Fourth, democracy must be permanently defended. There is a tendency to believe that, since it has been the system of government under which some of us grew up, democracy will always “be there.” Populists of different stripes weaken democratic freedoms in various parts of the world. From the outset, the defense and deepening of democracy must be explicitly incorporated into the demands that look for it. The challenge is how to transform democracy into a living and influential concept in people’s daily lives.
Fifth, we must promote strategic thinking for decision-making. Anticipate scenarios according to the best available information, assign them probability of occurrence, and make decisions to favor those that are in our interest and undermine those that are more detrimental to democracy and human rights.

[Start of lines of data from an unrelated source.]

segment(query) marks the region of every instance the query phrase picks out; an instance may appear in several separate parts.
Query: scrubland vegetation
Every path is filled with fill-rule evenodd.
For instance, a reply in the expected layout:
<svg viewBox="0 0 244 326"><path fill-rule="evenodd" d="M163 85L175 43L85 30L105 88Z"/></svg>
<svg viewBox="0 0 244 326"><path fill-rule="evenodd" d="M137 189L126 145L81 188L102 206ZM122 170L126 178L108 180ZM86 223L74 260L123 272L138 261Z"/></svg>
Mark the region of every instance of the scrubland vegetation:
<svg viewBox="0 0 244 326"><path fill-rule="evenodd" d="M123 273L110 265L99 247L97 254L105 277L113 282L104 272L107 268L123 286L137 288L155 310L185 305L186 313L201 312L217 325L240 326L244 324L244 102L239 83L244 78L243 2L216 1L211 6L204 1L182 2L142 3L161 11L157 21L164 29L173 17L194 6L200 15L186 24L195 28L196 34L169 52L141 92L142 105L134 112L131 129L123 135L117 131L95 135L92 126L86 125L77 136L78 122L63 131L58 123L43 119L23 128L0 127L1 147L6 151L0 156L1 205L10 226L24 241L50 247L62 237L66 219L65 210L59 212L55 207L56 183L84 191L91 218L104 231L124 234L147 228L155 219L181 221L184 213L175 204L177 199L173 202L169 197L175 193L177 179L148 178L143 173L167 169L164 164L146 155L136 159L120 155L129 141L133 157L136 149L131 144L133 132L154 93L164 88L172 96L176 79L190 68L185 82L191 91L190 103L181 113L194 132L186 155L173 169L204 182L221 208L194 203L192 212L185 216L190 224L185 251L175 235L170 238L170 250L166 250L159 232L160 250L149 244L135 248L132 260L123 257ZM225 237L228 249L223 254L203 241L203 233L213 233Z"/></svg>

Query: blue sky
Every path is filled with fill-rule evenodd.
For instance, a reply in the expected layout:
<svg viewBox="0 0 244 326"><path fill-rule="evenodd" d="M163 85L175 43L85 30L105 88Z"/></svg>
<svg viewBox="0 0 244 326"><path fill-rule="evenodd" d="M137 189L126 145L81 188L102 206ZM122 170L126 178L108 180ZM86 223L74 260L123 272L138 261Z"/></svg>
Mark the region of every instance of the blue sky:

Sixth, our messages must be transformed. The discourse of human rights activists and defenders makes two mistakes. The first is to use technical and specialized language that only insiders understand. The second is to direct their communication efforts to those who are already convinced, not to people who have little or no sensitivity to the situation.
Seventh, catastrophism ends up blocking people. Using only an apocalyptic discourse, with the aim of generating alarm, does not always stimulate people to take action; on many occasions it ends up blocking them. We must balance fatalistic narratives with others that convey positive stories.
Eighth, international advocacy and denunciation must take place at different levels, not only in international protection organizations but also among journalists, academics, and social leaders in other countries.
“It is absurd to turn your eyes back to your days,” says Venezuelan writer Rafael Cadenas in the poem from which the title of this report is taken. However, Venezuelan society must look back in order to be able to project itself forward and not falter in its efforts to return to a democratic model of coexistence.